Thursday, January 23, 2014

tutorial: pattern cutting with freezer paper

I have been busy cutting patterns and fabric for Kid's Clothes Week - it starts on Monday, you guys! I don't know if cutting in advance is considered cheating... but if it is please don't tell me, haha!

Anyway, I recently discovered an amazing shortcut that I just had to share.

Hands up if tracing patterns and cutting fabric is your least favorite part of sewing. *my hands are both up!*

If you have a method that works great for you and you love it, then this tip might not be for you... but if you just can't figure out why cutting fabric seems so easy for everyone else and so annoying and time consuming for you, then read on!

cutting a pattern using freezer paper

Freezer paper. You may have heard of it. There are lots of crafty applications that I am only just discovering. It is cheap and easy to find - in the section of the store by wax paper and plastic wrap and tin foil. This roll only set me back about five bucks and it will probably last forever.

It is extra wide and infinitely long (well, 100 feet long, to be precise), so it is probably big enough to trace nearly any pattern onto - especially kid's patterns, but probably most adult clothing patterns as well.

cutting a pattern using freezer paper

To start with, place your pattern template under your appropriately-sized piece of freezer paper and trace the template in the desired size onto the paper side of the freezer paper.

cutting a pattern using freezer paper

Cut the freezer paper.

cutting a pattern using freezer paper

Now for the amazing part. The plastic side of the freezer paper can be ironed directly onto your fabric.

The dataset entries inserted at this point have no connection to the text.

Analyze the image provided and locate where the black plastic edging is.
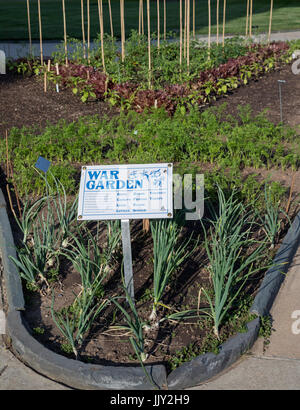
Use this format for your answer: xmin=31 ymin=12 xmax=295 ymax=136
xmin=0 ymin=189 xmax=300 ymax=390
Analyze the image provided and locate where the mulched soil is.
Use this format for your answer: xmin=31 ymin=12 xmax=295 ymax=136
xmin=0 ymin=60 xmax=300 ymax=363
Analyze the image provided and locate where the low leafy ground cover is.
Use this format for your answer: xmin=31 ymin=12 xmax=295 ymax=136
xmin=0 ymin=0 xmax=300 ymax=40
xmin=10 ymin=32 xmax=299 ymax=114
xmin=0 ymin=34 xmax=300 ymax=378
xmin=0 ymin=104 xmax=300 ymax=195
xmin=0 ymin=102 xmax=299 ymax=370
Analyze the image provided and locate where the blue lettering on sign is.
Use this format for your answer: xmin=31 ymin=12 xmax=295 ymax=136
xmin=86 ymin=176 xmax=143 ymax=191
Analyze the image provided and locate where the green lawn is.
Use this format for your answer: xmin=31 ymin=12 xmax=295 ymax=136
xmin=0 ymin=0 xmax=300 ymax=40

So line it up and iron that baby on.

cutting a pattern using freezer paper

This makes it super easy to cut out your fabric around the pattern.

cutting a pattern using freezer paper

When your fabric is cut, just peel off the freezer paper and you're ready to sew! TaaDaa!

cutting a pattern using freezer paper

The freezer paper can be used over and over many times. I ironed a piece 4 times and it is still good to go.

This method may not be the most efficient for large pieces or for straight pieces that can be cut with a rotary blade, but it is perfect for small detail pieces or pieces with lots of curves. It sure beats using a pencil or a disappearing ink pen and then trying to make out where your marks are hidden in the colors of the fabric...!

Hope that was useful to you! Now get sewing! :)


  1. Thanks so much for posting this! I've just started learning to sew, and HATE cutting out shapes. Bookmarking this post for future use. Thanks again!

    1. Yay! So glad I could help out! I think this method makes cutting out fabric almost *fun*! Hope it works for you!